La nature indécidable de la ligne de front est admirablement bien rendue : que ce soit en zone urbaine ou dans le désert, difficile de (sa)voir avec précision où est le camp américain, où sont les insurgés, avec de part et d’autre des lignes les populations civiles, filmées ici telles qu’elles sont : des témoins postés à leur corps défendant aux 1ères loges du conflit. La place que donne Bigelow aux Irakiens semble juste et honnête : ils ne sont pas invisibles, ils existent dans le film, mais la cinéaste n’essaie jamais de se mettre à leur place, évitant de glisser vers un point de vue qui pourrait apparaître comme facile, paternaliste. Les différentes figures d’Irakiens qui apparaissent dans le film (terroriste suicidaire, gamin faisant du petit business, badauds impuissants et parfois victimes de la nervosité des troupes occupantes, professeur bilingue, combattants…) dessinent la mosaïque d’un peuple occupé que la cinéaste montre mais ne juge pas.

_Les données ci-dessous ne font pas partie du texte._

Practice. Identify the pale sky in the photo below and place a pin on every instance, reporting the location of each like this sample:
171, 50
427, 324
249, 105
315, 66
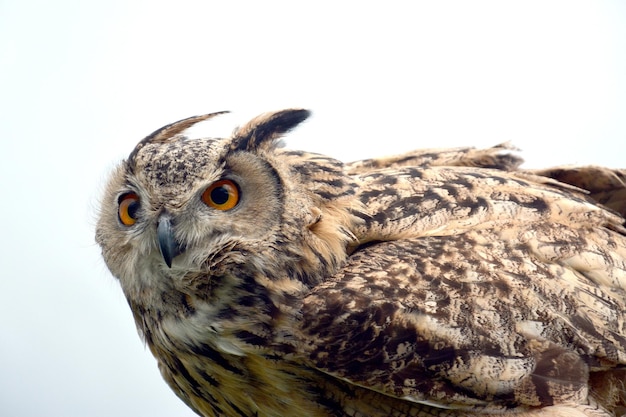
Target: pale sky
81, 82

Réalité dérangeanteArrivé au bout de sa mission, le lieutenant James rentre chez lui et retrouve femme et bébé. Une scène le montre au supermarché, prostré devant un gigantesque rayon de corn-flakes. Ce plan marquant peut signifier au moins deux choses. Si les Etats-Unis partent occuper des pays lointains, c’est pour préserver leur mode de vie hyperconsumériste jusqu’à l’absurde, et notamment la possibilité d’approvisionner de toutes les marques possibles de céréales toutes les épiceries de l’Union. Entre les dégâts d’une guerre et la multitude des boîtes de corn-flakes, il y a un raccourci stupéfiant, un contraste violent et dérisoire. L’autre signification de ce plan est plus dérangeante. La vie de famille tranquille ennuie profondément James. A cette version étroite mais réelle du “rêve américain”, il préfère l’adrénaline des champs de mines, le voisinage avec la mort.
On pourrait faire une lecture idéologique de ces scènes et reprocher à Kathryn Bigelow de faire l’apologie de la guerre, voire de l’invasion de l’Irak. Ce serait un contresens aussi grossier que d’avoir cru en son temps que Voyage au bout de l’enfer de Michael Cimino était un film conservateur, voire raciste. A aucun moment Bigelow ne fait de son personnage un héros (pas de contre-plongée sur lui, il n’est pas joué par une star, il est souvent contredit par des personnages aussi importants que lui dans le film), elle se contente d’observer avec honnêteté une réalité dérangeante, y compris sans doute pour elle-même : pour certains soldats, la guerre peut devenir une addiction. Plutôt que mettre en avant son opinion, Bigelow a voulu montrer une vérité humaine pas si souvent dite ou montrée, peut-être parce qu’elle fait partie de ces vérités pas faciles à dire, notamment dans le contexte hollywoodien. Non contente de se saisir d’un sujet d’une rare complexité philosophique dans le cinéma de grande consommation, elle l’a traité avec style, force, rigueur, en déminant les pièges les plus fréquents du ciné hollywoodien que sont la facilité stupéfiant ou le sentimentalisme.
Démineurs de Kathryn Bigelow est diffusé ce dimanche 20 juin à 21h05.